Non-compute node (NCN) personalization applies post-boot configuration to the HPE Cray EX management nodes. Several HPE Cray EX product environments outside of CSM require NCN personalization to function. Consult the manual for each product to configure them on NCNs by referring to the HPE Cray EX System Software Getting Started Guide S-8000 on the HPE Customer Support Center.
This procedure defines the NCN personalization process for the CSM product using the Configuration Framework Service (CFS).
During a fresh install, carry out these procedures in order. Later, individual procedures may be re-run as needed. These procedures are not done as part of CSM upgrades. In particular, during upgrades, different procedures are provided that handle management NCN personalization.
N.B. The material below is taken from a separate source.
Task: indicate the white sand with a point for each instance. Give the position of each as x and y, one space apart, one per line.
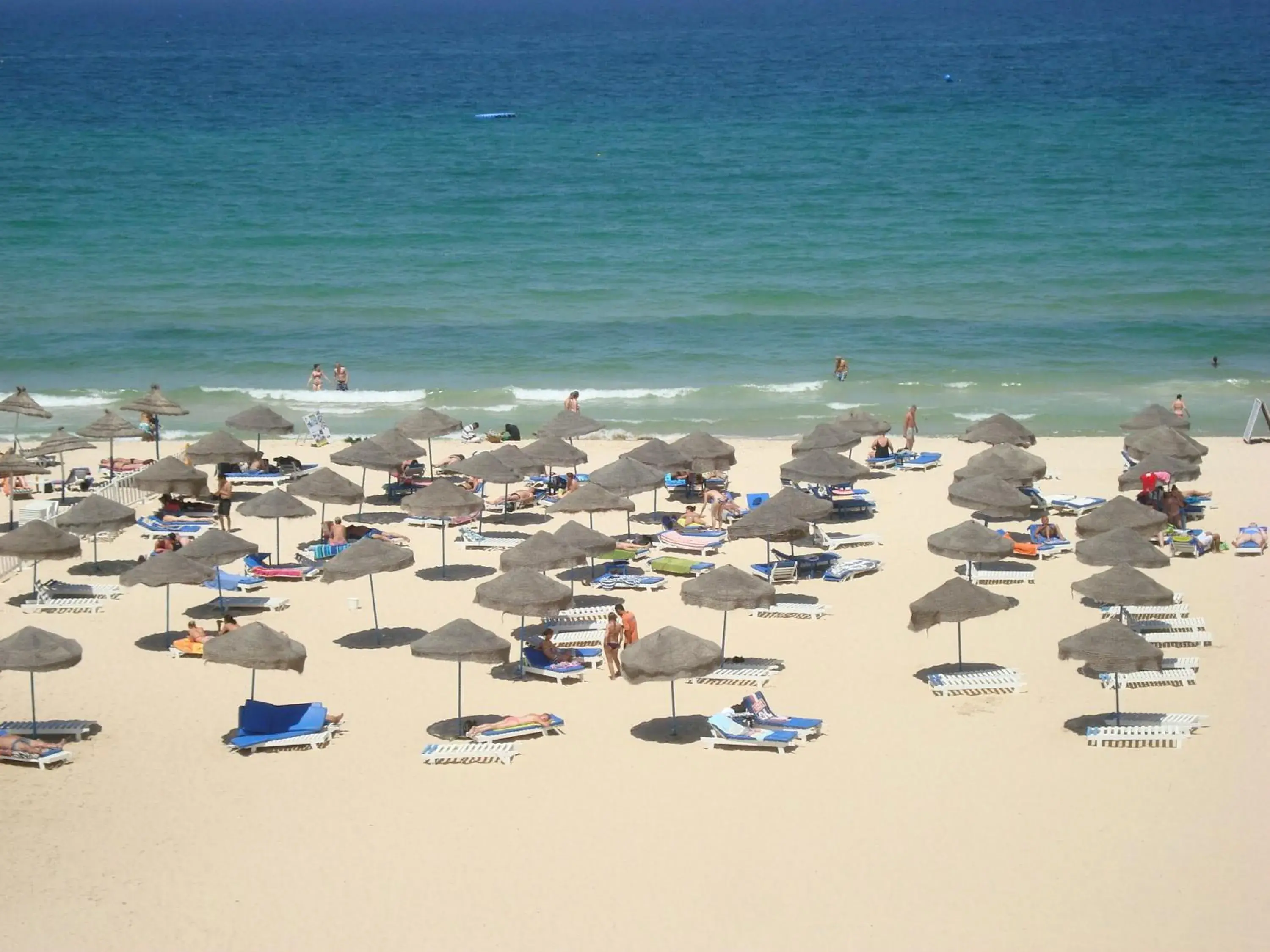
917 823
Review the upgrade documentation for more information.
root password and SSH keys in Vault
This procedure should be run during CSM installation and any later time when the SSH keys need to be changed per site requirements.
The goal of passwordless SSH is to enable an easy way for interactive passwordless SSH from and between CSM product environments (management nodes) to downstream managed product environments (COS, UAN, etc), without requiring each downstream environment to create and apply individual changes to NCNs, and as a primary way to manage passwordless SSH configuration between management nodes. Passwordless SSH from downstream nodes into CSM management nodes is not intended or supported.
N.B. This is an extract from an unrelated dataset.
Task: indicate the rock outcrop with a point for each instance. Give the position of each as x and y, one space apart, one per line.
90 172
Passwordless SSH keypairs for the Cray System Management (CSM) are created
automatically and maintained with a Kubernetes deployment and staged into
Kubernetes secrets (csm-private-key) and ConfigMaps (csm-public-key) in the
services namespace. Administrators can use these provided keys, provide their
own keys, or use their own solution for authentication.
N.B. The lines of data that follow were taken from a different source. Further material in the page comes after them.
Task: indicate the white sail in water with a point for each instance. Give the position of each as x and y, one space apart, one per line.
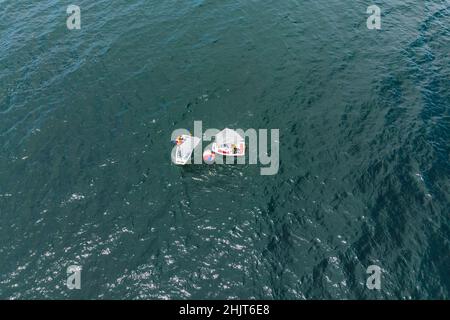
184 151
229 143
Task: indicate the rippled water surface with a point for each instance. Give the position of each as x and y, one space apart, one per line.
85 172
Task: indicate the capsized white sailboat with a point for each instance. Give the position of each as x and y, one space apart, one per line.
184 150
229 143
The management of keys on NCNs is achieved by the trust-csm-ssh-keys and
passwordless-ssh Ansible roles in the CSM configuration management repository.
The SSH keypair is applied to management nodes using NCN personalization.
NOTECFS itself does not use the CSM-provided (or user-supplied) SSH keys to make connections between nodes. CFS will continue to function if passwordless SSH is disabled between CSM and other product environments.
The default CSM Ansible plays are already configured to enable Passwordless SSH
by default. No further action is necessary before proceeding to
Configure the root password and SSH keys in Vault.
(ncn-mw#) Administrators may elect to replace the CSM-provided keys with their own custom
keys.
Set variables to the locations of the public and private SSH key files.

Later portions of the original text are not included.